There are four necessary conditions required for deadlock to occur: Mutual Exclusion, Hold and Wait, No Preemption, Circular Wait. The presence of a cycle in the wait-for graph satisfies only one of these conditions. However, this does not mean that a deadlock exists in the system.

## Problem 6

### Question

(5 points) Describe the optimal spinlock blocking algorithm assuming that you have perfect future knowledge.

### Solution

Assuming perfect future knowledge, you would know exactly how long it would take for a particular lock to become available.

```if ( lock_duration < time_to_block )
{
spinlock process
}
else
{
block process
}
```

Note that the original algorithm cost a maximum of two times the cost of blocking. Here, the maximum cost is equal to the cost of blocking.
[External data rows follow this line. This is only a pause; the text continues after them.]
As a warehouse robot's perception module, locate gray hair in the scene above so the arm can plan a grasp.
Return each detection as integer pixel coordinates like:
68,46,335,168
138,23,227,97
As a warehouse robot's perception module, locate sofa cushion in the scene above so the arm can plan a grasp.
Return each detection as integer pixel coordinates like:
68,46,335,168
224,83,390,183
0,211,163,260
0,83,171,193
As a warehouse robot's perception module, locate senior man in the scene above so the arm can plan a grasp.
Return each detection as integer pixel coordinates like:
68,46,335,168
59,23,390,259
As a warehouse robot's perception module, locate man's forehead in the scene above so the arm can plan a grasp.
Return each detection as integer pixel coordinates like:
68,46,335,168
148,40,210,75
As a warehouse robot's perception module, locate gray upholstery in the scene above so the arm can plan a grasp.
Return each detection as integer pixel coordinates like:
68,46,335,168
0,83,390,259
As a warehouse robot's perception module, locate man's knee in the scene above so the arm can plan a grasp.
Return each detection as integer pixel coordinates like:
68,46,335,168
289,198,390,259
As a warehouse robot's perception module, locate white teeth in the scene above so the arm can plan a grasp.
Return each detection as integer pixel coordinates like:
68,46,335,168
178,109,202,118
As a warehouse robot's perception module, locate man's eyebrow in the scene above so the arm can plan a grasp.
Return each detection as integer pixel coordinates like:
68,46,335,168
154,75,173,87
Additionally, time_to_block is actually two context switches (one to switch the process out and one to switch it back in).

Also, this is in general only useful in multi-processor systems. It can be applicable to a few cases of hardware interrupts with single-processor systems.

## Problem 7

### Question

(4 points) Is it possible for a CPU scheduler with a 100-millisecond timeslice to spend over half its time in the OS context switch code? Assume that it takes the OS 1 millisecond to context switch the CPU. Justify your answer.

### Solution

Yes. If the context switch (scheduler) takes 1ms, but on average a job yields or blocks in less then 1ms, more then 1/2 the CPU time will be spent switching tasks.

Examples are 2 threads busy waiting, many jobs doing I/O, etc. The CPU not having anything to do (the idle thread runs), or time "waiting" for page faults (waiting/paging doesnt count as switching), are not valid answers.